The Anticholinergic Risk Scale and Total Anticholinergic Load were developed to assess the risks associated with anticholinergic drugs. Recently, the Japan Anticholinergic Risk Scale was introduced; however, the total anticholinergic load for adverse events has not been clarified, and the criteria for risk assessment in clinical practice have not been established. In this study, we used data from the Japanese Adverse Drug Event Report (JADER) database provided by the Pharmaceuticals and Medical Devices Agency to determine the total anticholinergic load associated with reported adverse events related to anticholinergic syndrome.

Methods

Using JADER data from April 2004 to September 2023, we investigated the association between drugs included in the J-ARS and adverse events related to anticholinergic syndrome. In addition, we calculated the total anticholinergic load for each case involving a drug recorded in the JADER database and compared it with other adverse events associated with anticholinergic effects.

Results

Based on the JADER data, we observed an association between anticholinergic syndrome-related adverse events and the drugs listed in the J-ARS, confirming the feasibility of calculating the total anticholinergic drug burden for each case. In the group reporting anticholinergic syndrome–related adverse events, the mean ± standard deviation of the total anticholinergic load was 4.20 ± 3.09.

Conclusions

The mean total anticholinergic load of anticholinergic syndrome-related adverse events obtained from the JADER database in this study supports the development of a comprehensive risk assessment of anticholinergic drugs in clinical practice.

Background

Anticholinergic drugs, including antihistamines and antipsychotics, are widely used clinically and are known to cause various adverse events [1]. Approximately half of elderly individuals are reported to take at least one anticholinergic drug [2], and adverse events in elderly patients at home are relatively common [3]. Therefore, it is important to manage the effects of anticholinergics in the home and outpatient settings.

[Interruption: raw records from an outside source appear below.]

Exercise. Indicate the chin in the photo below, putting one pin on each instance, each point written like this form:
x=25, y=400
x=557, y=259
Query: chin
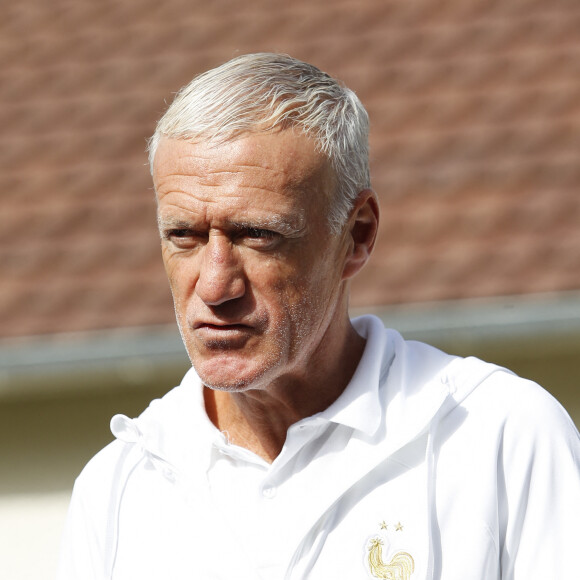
x=223, y=377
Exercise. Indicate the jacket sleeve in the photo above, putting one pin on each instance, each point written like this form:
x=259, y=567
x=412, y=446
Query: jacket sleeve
x=89, y=539
x=540, y=504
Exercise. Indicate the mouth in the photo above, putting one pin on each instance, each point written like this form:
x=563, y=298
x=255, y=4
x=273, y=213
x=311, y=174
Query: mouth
x=219, y=334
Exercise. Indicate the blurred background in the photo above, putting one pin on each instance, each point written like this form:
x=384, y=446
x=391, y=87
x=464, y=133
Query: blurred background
x=475, y=145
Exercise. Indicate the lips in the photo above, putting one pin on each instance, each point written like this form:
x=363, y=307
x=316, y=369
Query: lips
x=219, y=336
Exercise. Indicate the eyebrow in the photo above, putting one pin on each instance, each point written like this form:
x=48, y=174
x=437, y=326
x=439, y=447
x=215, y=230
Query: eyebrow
x=288, y=227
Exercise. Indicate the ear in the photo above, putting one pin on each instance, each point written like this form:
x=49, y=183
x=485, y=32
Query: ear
x=361, y=233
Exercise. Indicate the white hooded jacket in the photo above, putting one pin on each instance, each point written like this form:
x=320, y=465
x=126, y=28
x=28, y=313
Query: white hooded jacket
x=427, y=467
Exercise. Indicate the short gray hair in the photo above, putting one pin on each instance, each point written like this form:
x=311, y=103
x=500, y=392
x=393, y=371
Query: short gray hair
x=263, y=92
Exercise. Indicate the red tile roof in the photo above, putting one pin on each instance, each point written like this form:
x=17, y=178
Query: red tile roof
x=475, y=111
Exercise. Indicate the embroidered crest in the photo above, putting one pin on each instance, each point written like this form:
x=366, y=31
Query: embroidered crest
x=384, y=557
x=400, y=567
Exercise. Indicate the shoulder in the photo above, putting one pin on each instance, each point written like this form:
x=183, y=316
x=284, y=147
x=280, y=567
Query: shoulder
x=103, y=473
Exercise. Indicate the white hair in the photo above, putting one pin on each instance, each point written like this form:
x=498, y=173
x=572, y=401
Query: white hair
x=263, y=92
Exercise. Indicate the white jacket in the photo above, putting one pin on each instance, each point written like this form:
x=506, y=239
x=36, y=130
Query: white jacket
x=464, y=472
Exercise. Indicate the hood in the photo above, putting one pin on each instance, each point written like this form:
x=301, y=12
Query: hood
x=406, y=388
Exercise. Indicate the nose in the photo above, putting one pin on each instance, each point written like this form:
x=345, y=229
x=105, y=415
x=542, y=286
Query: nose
x=221, y=274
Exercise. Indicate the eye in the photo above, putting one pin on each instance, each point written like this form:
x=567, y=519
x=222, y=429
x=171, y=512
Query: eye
x=257, y=233
x=183, y=237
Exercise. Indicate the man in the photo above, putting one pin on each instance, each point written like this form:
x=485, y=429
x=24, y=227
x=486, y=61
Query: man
x=303, y=444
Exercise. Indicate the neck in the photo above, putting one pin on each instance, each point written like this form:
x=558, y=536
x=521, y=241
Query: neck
x=258, y=419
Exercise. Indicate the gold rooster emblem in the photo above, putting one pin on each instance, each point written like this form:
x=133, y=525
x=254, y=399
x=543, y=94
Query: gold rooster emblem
x=400, y=567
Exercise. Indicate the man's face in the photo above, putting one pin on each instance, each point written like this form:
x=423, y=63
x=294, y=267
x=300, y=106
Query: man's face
x=256, y=277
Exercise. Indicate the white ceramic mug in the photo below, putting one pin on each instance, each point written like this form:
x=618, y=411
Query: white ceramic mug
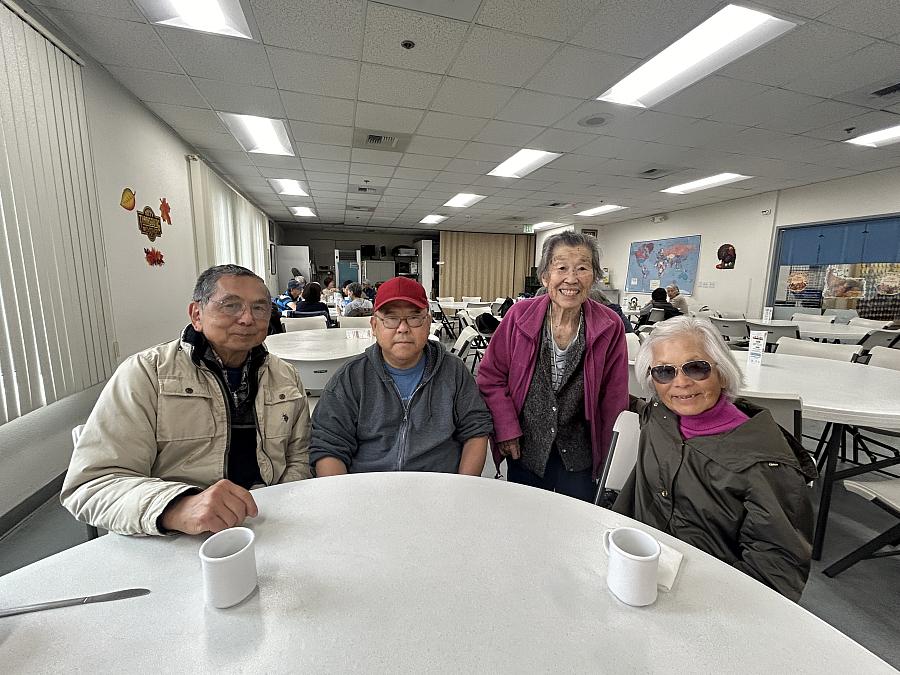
x=228, y=559
x=633, y=565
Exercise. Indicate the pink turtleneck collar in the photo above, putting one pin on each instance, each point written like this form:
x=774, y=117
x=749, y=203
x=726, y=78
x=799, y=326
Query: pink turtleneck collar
x=721, y=418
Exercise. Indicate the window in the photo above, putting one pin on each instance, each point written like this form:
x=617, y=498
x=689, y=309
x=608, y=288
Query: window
x=55, y=336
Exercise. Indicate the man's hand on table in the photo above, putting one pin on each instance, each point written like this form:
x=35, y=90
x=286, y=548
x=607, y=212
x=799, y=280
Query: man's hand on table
x=217, y=508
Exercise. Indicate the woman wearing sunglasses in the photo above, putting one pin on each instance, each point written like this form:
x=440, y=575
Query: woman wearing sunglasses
x=715, y=471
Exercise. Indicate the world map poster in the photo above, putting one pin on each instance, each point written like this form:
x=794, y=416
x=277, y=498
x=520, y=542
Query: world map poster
x=660, y=262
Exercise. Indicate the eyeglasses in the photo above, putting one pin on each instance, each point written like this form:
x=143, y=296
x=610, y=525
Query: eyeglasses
x=259, y=310
x=696, y=370
x=413, y=321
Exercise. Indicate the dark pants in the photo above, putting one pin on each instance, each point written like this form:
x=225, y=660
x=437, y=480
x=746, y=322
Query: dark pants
x=577, y=484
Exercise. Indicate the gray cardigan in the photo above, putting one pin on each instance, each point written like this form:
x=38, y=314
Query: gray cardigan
x=361, y=420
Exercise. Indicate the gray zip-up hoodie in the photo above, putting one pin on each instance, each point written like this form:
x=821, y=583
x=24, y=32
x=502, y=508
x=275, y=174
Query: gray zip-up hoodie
x=361, y=420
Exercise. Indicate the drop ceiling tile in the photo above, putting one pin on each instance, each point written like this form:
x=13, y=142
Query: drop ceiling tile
x=491, y=55
x=437, y=38
x=333, y=28
x=216, y=57
x=809, y=48
x=318, y=151
x=116, y=42
x=393, y=86
x=642, y=29
x=117, y=9
x=326, y=134
x=314, y=73
x=188, y=118
x=387, y=118
x=366, y=156
x=558, y=140
x=466, y=97
x=427, y=145
x=552, y=20
x=241, y=98
x=311, y=108
x=150, y=86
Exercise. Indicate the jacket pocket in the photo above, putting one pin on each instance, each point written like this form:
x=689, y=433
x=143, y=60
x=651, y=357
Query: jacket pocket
x=281, y=407
x=185, y=411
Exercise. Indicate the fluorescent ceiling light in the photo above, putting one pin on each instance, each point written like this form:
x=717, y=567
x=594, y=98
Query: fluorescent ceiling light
x=258, y=134
x=464, y=199
x=706, y=183
x=606, y=208
x=287, y=186
x=724, y=37
x=433, y=219
x=224, y=17
x=876, y=139
x=523, y=163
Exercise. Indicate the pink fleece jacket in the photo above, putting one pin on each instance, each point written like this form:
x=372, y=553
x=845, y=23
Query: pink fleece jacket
x=508, y=365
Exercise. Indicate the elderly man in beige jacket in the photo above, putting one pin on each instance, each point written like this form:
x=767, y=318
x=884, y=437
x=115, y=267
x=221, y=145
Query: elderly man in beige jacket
x=183, y=430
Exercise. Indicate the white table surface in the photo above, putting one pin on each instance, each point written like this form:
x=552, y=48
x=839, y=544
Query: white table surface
x=325, y=344
x=412, y=573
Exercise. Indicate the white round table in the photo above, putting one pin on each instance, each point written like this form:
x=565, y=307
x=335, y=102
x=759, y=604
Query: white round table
x=317, y=354
x=411, y=573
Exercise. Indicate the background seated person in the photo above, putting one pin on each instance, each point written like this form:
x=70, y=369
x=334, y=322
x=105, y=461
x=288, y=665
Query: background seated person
x=183, y=430
x=288, y=299
x=658, y=300
x=403, y=405
x=358, y=305
x=741, y=491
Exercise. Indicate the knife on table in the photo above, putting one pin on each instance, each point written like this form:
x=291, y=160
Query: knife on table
x=103, y=597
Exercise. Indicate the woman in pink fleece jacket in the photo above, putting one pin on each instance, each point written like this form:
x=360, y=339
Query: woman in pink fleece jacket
x=555, y=375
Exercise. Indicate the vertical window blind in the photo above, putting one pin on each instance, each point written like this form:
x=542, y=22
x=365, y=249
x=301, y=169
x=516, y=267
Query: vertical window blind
x=228, y=228
x=56, y=333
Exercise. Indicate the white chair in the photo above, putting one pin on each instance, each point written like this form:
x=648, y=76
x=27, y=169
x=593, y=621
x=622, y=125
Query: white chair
x=812, y=318
x=869, y=323
x=307, y=323
x=787, y=410
x=356, y=322
x=622, y=455
x=883, y=357
x=92, y=531
x=883, y=493
x=821, y=350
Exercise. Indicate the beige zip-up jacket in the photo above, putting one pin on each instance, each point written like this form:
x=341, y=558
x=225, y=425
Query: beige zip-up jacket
x=160, y=428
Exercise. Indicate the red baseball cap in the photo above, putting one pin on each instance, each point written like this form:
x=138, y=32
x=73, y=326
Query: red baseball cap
x=401, y=288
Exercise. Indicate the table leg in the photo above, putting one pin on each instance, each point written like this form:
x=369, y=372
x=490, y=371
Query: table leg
x=831, y=453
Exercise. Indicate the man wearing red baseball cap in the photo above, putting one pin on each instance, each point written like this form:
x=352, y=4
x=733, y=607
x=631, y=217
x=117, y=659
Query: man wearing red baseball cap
x=403, y=405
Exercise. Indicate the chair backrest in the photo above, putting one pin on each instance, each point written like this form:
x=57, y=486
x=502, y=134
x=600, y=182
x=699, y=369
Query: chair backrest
x=810, y=318
x=774, y=332
x=884, y=357
x=308, y=323
x=871, y=323
x=821, y=350
x=730, y=329
x=633, y=344
x=623, y=450
x=880, y=338
x=356, y=322
x=657, y=314
x=785, y=408
x=841, y=315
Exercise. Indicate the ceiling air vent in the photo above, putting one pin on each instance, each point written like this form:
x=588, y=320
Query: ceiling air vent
x=385, y=141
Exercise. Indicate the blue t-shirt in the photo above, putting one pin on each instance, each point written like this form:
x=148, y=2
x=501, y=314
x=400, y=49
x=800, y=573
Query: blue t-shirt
x=407, y=379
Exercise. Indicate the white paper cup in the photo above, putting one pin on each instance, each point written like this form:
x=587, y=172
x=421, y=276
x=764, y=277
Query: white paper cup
x=633, y=565
x=228, y=559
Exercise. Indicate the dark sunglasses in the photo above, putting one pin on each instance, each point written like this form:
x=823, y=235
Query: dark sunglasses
x=696, y=370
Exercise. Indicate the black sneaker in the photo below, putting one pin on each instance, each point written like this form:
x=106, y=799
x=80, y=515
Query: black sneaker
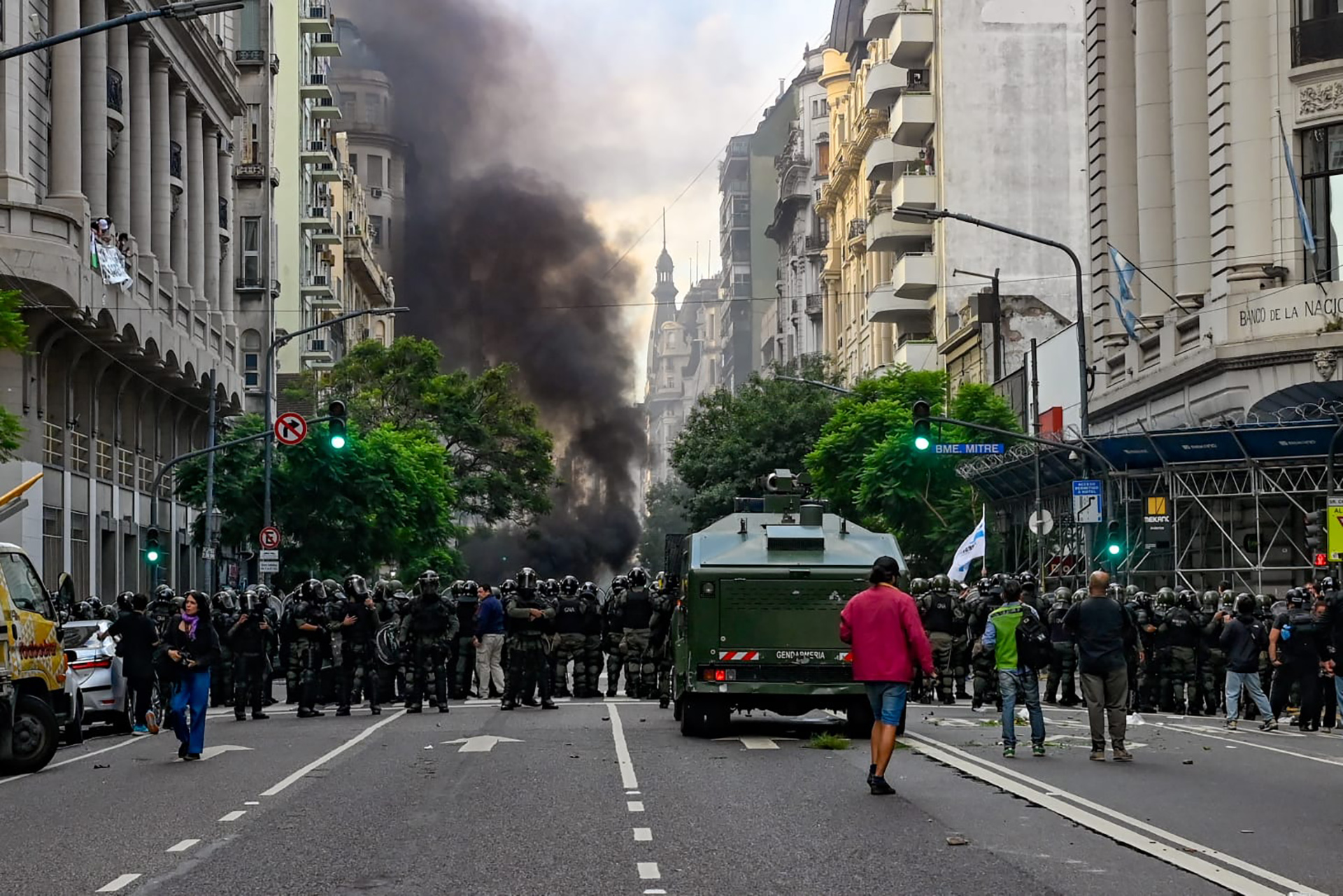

The anticholinergic risk scale (ARS) [4] and total anticholinergic load (TAL) [5, 6, 7] were developed to assess the effects of anticholinergic drugs. Although individual drug risk assessment is important for anticholinergic risk assessment, in clinical practice, many patients take multiple medications, and the use of multiple anticholinergic agents increases patient risk. Therefore, determining the TAL may be beneficial because it enables a comprehensive risk assessment for each patient, and switching to a lower-scoring medication is recommended if a higher-scoring medication is used.

The TAL can be used to assess a patient’s overall risk and determine the risk of anticholinergic effects of the overall pharmacotherapy. A higher TAL has been associated with poorer physical function and cognitive decline in the elderly [8]. However, to date, issues have been identified, including the low level of agreement observed among the various ARS developed to date [9, 10].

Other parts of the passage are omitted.